Police opened fire in self-defence during unrest Sunday in the town of Aba, where members of China’s Tibetan minority live, Xinhua said, citing police sources.
In an initial report, Xinhua said four people were killed but later corrected the story to say four people were injured by the gunshots.
Authorities had previously insisted that Chinese security forces had not used any lethal weapons.

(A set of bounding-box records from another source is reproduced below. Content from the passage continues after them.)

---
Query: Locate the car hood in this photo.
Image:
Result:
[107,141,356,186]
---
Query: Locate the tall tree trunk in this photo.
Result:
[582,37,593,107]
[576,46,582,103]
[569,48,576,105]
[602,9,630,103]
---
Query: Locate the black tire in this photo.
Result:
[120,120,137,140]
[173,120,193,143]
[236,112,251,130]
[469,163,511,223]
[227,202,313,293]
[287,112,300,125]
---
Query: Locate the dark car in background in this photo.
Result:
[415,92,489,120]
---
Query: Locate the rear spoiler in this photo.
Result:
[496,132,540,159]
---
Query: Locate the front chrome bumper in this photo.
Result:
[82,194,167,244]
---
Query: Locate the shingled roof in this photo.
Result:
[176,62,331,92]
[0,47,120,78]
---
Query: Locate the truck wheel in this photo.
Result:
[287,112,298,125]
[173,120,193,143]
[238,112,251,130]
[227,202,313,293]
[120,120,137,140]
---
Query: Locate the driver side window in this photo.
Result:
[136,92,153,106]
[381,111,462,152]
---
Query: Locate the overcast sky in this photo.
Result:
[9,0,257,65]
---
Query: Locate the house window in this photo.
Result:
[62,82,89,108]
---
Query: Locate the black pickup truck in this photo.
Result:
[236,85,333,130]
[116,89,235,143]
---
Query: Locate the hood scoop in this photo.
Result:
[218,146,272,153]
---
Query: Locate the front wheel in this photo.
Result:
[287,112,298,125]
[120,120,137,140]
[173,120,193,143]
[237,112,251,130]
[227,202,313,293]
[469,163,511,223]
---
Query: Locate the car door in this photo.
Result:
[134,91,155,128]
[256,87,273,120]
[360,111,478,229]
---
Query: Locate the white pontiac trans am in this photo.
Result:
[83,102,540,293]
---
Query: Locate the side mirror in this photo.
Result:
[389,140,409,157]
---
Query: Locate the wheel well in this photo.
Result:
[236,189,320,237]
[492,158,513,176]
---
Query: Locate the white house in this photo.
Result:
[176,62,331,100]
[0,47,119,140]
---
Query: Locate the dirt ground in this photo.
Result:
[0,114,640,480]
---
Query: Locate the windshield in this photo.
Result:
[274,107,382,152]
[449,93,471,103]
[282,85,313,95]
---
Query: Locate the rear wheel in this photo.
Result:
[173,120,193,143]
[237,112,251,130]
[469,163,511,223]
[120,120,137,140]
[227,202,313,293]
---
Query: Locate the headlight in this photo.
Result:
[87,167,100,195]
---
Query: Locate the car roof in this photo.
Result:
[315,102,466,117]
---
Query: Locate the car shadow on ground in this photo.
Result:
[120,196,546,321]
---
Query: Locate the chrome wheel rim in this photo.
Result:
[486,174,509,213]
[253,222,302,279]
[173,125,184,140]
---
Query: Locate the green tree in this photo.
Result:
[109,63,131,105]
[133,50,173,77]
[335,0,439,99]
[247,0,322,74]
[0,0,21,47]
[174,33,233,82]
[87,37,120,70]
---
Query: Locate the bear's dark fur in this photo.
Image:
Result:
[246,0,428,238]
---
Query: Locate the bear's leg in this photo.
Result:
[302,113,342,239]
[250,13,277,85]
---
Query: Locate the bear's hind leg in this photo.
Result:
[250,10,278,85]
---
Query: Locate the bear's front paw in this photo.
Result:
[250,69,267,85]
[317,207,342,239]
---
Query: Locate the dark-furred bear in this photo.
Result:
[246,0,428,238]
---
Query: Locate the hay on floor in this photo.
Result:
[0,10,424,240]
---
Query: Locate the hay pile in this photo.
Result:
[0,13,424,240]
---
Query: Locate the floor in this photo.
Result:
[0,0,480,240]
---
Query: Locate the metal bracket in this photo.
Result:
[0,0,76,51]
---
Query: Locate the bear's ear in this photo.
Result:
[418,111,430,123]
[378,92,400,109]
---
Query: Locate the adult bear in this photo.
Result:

The spokesman for China’s Foreign Affairs Ministry on Thursday denied that security forces had used guns to quell Tibetan independence protests outside the Tibet Autonomous Region.
"They showed maximum restraint," Qin Gang said when asked about the reaction of paramilitary police to widespread protests in Sichuan, the neighbouring province of Gansu and other Tibetan areas.
"They did not use or take any lethal weapons," Qin told reporters.
However, a source in Aba town told Deutsche Presse-Agentur dpa that 13 Tibetans, including an 8-year-old, were shot dead during clashes March 14 and five more were killed March 15. A Tibetan exile group said troops had shot dead 39 people in Aba prefecture.
The Xinhua report said police fired shots Sunday after demonstrators attacked officers with knives and tried to take away their weapons.
Police first fired warning shots but were attacked again, an official with the local public security bureau said.
"Police were forced to fire in self-defence," the official said, adding that the injured ran away with other protesters.
A police station was burned and police cars were destroyed during the unrest, the report said.
The central government has confirmed only 13 deaths in the demonstrations, apparently all non-Tibetans, during rioting March 14 in the Tibetan capital of Lhasa. It earlier denied opening fire on protesters there.
The India-based Tibetan government in exile said it had confirmed the death of at least 80 people in Lhasa.
Protests by Tibetans in China and other countries began March 10, the 49th anniversary of a failed uprising in Tibet against Chinese rule.